Phones of former ministry heads were hacked by foreign state, not police – report
ZecOps finds Shai Babad, Keren Terner Eyal and Emi Palmor — all named in bombshell Calcalist wiretapping report — were never targeted by police or with NSO Group’s Pegasus spyware

An Israeli cybersecurity company has examined the phones of three former ministry directors general suspected of being the targets of a spyware attack and found they were hacked by a foreign state, according to a Sunday report.
ZecOps, which specializes in phone hacking, examined the devices of Shai Babad, the former director-general of the Finance Ministry; Keren Terner Eyal, also a former director-general of that ministry as well as the Transportation Ministry; and Emi Palmor, a former director-general of the Justice Ministry, Channel 13 news reported Sunday.

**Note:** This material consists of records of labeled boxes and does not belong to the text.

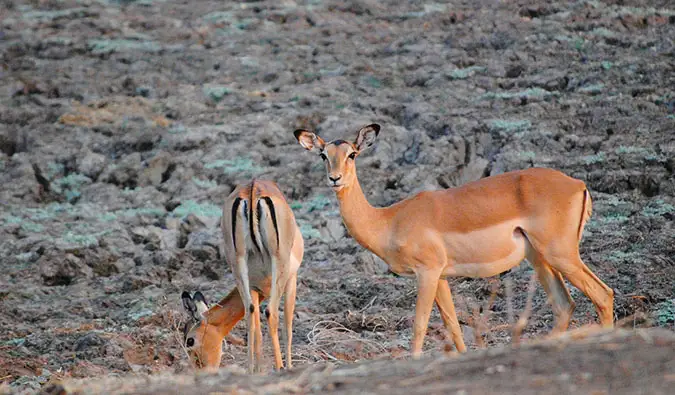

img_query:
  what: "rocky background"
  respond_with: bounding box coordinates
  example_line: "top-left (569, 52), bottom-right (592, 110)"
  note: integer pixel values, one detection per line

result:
top-left (0, 0), bottom-right (675, 391)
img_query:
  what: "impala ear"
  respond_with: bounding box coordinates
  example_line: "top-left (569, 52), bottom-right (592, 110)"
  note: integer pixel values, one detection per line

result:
top-left (192, 291), bottom-right (209, 317)
top-left (293, 129), bottom-right (326, 154)
top-left (354, 123), bottom-right (380, 152)
top-left (180, 291), bottom-right (197, 314)
top-left (180, 291), bottom-right (209, 321)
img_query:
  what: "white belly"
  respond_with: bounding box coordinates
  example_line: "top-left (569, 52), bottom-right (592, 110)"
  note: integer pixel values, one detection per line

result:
top-left (443, 221), bottom-right (529, 277)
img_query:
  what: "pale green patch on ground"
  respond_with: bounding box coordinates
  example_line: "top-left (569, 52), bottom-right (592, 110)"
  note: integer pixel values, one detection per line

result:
top-left (59, 231), bottom-right (110, 248)
top-left (51, 173), bottom-right (91, 202)
top-left (361, 75), bottom-right (382, 89)
top-left (614, 145), bottom-right (666, 162)
top-left (202, 11), bottom-right (235, 23)
top-left (518, 151), bottom-right (537, 161)
top-left (306, 195), bottom-right (331, 213)
top-left (22, 7), bottom-right (90, 22)
top-left (115, 207), bottom-right (166, 217)
top-left (87, 39), bottom-right (162, 55)
top-left (579, 84), bottom-right (605, 95)
top-left (642, 199), bottom-right (675, 217)
top-left (656, 299), bottom-right (675, 326)
top-left (478, 88), bottom-right (560, 100)
top-left (204, 158), bottom-right (263, 174)
top-left (173, 200), bottom-right (223, 217)
top-left (595, 213), bottom-right (628, 225)
top-left (591, 27), bottom-right (616, 37)
top-left (607, 251), bottom-right (647, 264)
top-left (21, 221), bottom-right (45, 233)
top-left (45, 162), bottom-right (65, 180)
top-left (488, 119), bottom-right (532, 135)
top-left (448, 66), bottom-right (486, 80)
top-left (617, 7), bottom-right (675, 16)
top-left (202, 86), bottom-right (232, 103)
top-left (581, 152), bottom-right (605, 165)
top-left (298, 220), bottom-right (321, 240)
top-left (167, 122), bottom-right (187, 134)
top-left (192, 177), bottom-right (218, 189)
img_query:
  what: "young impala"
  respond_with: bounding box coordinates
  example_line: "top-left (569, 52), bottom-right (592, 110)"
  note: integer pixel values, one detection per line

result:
top-left (182, 180), bottom-right (304, 373)
top-left (295, 124), bottom-right (614, 358)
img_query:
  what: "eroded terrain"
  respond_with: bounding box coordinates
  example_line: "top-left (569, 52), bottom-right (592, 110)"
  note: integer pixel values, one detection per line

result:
top-left (0, 0), bottom-right (675, 391)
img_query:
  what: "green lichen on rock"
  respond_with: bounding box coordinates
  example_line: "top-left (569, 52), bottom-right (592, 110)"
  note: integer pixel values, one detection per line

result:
top-left (173, 200), bottom-right (222, 217)
top-left (204, 158), bottom-right (263, 175)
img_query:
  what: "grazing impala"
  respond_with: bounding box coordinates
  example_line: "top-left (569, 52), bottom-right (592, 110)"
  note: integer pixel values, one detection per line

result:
top-left (182, 180), bottom-right (304, 373)
top-left (295, 124), bottom-right (614, 358)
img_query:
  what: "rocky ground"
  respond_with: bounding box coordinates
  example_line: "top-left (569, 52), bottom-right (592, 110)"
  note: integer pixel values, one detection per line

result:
top-left (0, 0), bottom-right (675, 392)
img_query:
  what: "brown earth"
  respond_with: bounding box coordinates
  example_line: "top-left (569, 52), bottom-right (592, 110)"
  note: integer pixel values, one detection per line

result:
top-left (0, 0), bottom-right (675, 392)
top-left (33, 329), bottom-right (675, 395)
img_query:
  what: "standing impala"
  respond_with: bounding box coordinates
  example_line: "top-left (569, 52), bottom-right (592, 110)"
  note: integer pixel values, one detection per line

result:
top-left (182, 180), bottom-right (304, 373)
top-left (294, 124), bottom-right (614, 358)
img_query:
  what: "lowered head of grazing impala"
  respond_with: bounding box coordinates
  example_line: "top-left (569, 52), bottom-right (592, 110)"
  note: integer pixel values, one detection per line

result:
top-left (294, 124), bottom-right (614, 358)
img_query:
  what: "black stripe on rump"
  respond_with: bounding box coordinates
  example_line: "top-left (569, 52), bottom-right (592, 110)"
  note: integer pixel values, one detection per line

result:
top-left (263, 196), bottom-right (279, 249)
top-left (232, 197), bottom-right (241, 248)
top-left (248, 180), bottom-right (262, 253)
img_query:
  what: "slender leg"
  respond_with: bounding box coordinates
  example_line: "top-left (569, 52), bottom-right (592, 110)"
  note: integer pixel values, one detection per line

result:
top-left (545, 251), bottom-right (614, 328)
top-left (527, 249), bottom-right (575, 332)
top-left (251, 290), bottom-right (263, 373)
top-left (267, 258), bottom-right (283, 370)
top-left (412, 270), bottom-right (440, 359)
top-left (436, 279), bottom-right (466, 352)
top-left (284, 274), bottom-right (298, 369)
top-left (232, 256), bottom-right (255, 373)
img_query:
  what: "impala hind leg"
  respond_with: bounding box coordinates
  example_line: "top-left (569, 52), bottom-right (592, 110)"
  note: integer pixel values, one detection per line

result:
top-left (436, 279), bottom-right (466, 352)
top-left (267, 263), bottom-right (283, 370)
top-left (527, 249), bottom-right (575, 332)
top-left (411, 270), bottom-right (441, 359)
top-left (284, 274), bottom-right (298, 369)
top-left (546, 251), bottom-right (614, 328)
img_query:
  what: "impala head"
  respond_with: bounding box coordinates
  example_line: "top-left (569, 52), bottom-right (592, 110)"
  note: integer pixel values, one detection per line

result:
top-left (181, 291), bottom-right (224, 369)
top-left (294, 123), bottom-right (380, 192)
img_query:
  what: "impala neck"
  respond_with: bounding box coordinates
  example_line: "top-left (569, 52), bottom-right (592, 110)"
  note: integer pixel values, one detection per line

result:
top-left (205, 288), bottom-right (245, 338)
top-left (336, 172), bottom-right (387, 257)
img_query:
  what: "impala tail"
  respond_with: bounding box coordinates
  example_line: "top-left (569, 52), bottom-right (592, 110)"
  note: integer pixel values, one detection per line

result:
top-left (577, 189), bottom-right (593, 241)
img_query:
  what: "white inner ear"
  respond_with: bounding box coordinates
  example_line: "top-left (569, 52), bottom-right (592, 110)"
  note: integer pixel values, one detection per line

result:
top-left (300, 134), bottom-right (316, 150)
top-left (195, 302), bottom-right (209, 318)
top-left (356, 128), bottom-right (377, 150)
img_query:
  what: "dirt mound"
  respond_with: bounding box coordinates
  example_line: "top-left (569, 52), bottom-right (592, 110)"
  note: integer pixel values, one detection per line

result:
top-left (0, 0), bottom-right (675, 392)
top-left (39, 330), bottom-right (675, 395)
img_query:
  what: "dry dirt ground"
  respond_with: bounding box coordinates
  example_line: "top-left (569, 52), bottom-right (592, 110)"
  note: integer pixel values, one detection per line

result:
top-left (0, 0), bottom-right (675, 392)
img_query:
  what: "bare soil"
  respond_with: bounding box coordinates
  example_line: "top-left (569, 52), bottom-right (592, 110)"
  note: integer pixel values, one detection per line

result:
top-left (0, 0), bottom-right (675, 393)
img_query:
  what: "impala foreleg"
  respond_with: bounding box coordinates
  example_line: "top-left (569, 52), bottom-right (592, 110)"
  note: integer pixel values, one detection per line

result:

The examination was launched after the three ministerial directors were named in a series of bombshell reports by the Calcalist newspaper in January as alleged targets of Israel Police spyware attacks.
Calcalist reported, without providing evidence or sources, that dozens of high-profile figures — including former ministry directors, prominent business figures, and family members and associates of former prime minister Benjamin Netanyahu — were spied on by police using the NSO Group’s Pegasus spyware without court orders.
According to the Channel 13 report, ZecOps confirmed that Babad, Terner Eyal and Palmor were never targeted by the police and were not hacked with NSO Group’s Pegasus spyware. The private firm could not specify which foreign entity targeted them.
The Calcalist reports sparked an uproar in Israel that led to a Justice Ministry probe and further calls for a state commission of inquiry. Last week, Justice Minister Gideon Sa’ar said the allegations published in Calcalist were “incorrect” and that while police had used Pegasus, there was no basis to allege widespread, unsupervised hacking. He nixed plans for a government inquiry into the affair.